Cuando Patricia volvió a abrir sus rasgados ojos color miel, ya hacía dos horas que se había ido su papá. La despertó muy temprano. Tu hermano no se encuentra muy bien. Voy a ir al hospital, a buscar a mamá para que lo cure. Escúchame. Despierta. Ahora sigues durmiendo. No abras la puerta a nadie. Sí, papá, como siempre. No, hoy no es como siempre. Hoy es distinto. No abras la puerta a nadie. No salgas para nada hasta que yo llegue. Tienes sándwiches y pastelitos. Y te dejo con Rock. Mírame, mírame. Te quiero mucho y volveré. Fue lo que le dijo su papá al salir del cuarto. Oyó el portazo y el llanto de su hermanito. Nunca lo había oído llorar de aquel modo. Pero era un bebé y su mamá siempre curaba a los bebés. Se quedó dormida de nuevo, agarrada a Taciana, su muñeca de trapo, que no era la más hermosa de todas las que tenía, pero era algo más que su muñeca. Algo más que su compañera de sueños. Rock, un inteligentísimo Border Terrier de lomo gris y patas de canela, era también algo más que su perro, algo más que su mascota, era su amigo. Sus papás. Su hermanito. Rock y Taciana. Tales eran los dioses de Patricia a sus seis años.

Tras levantarse, entró en la cocina con Taciana entre los brazos, y desayunó. Pocas mamás tenían una niña tan responsable. Ya había preparado más de una vez el desayuno a sus papás. Y una mañana, se recordaba orgullosa, había hecho una tarta para que su mamá se la llevara al trabajo. Su mamá trabajaba en el hospital: como Guardiana de las Puertas de la Vida, solía decir su papá, que era el autor de todos los cuadros que había en casa. Un verdadero artista. Se sentó en el sofá. Al tercer Bob Esponja oyó un tremendo impacto en el exterior. Rock ladró a la ventana del comedor y ella se asomó. Un coche había chocado contra la casa de los vecinos. Los adultos suelen correr mucho y hacer muchas barbaridades como aquella. Siguió viendo su canal favorito hasta la hora de comer. Papá no tardaría mucho más. Y se quedó dormida. Una hora. Y otra. Y otra. Y otra. Hasta llegar la noche. Papá no había vuelto. Ni mamá tampoco. Rock ladraba de vez en cuando a la ventana. A la calle, en la que se escuchaban gritos. Los adultos solían gritar en sus fiestas. Los adultos gritan demasiado, le dijo a Rock, acariciándolo y echándole bolitas de carne en su plato. Ella cenó un sándwich de pollo frío. Y se metió de nuevo en la cama, porque eso es lo que querría su mamá. Y su papá.
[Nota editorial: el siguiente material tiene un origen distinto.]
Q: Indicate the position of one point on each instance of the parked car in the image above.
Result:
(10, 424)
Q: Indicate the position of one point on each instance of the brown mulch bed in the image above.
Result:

Que no se moviese de allí y que se quedara, siendo de noche, en la cama. Patricia, niña dormilona, no tuvo dificultad para volver a coger el sueño. Era ya tarde y la noche no le gustaba demasiado. Además, a esas horas, en su canal favorito ponían series de niños grandes que no entendía. Y durmió. Durmió, bajo el intermitente ladrido de Rock y los alaridos del exterior.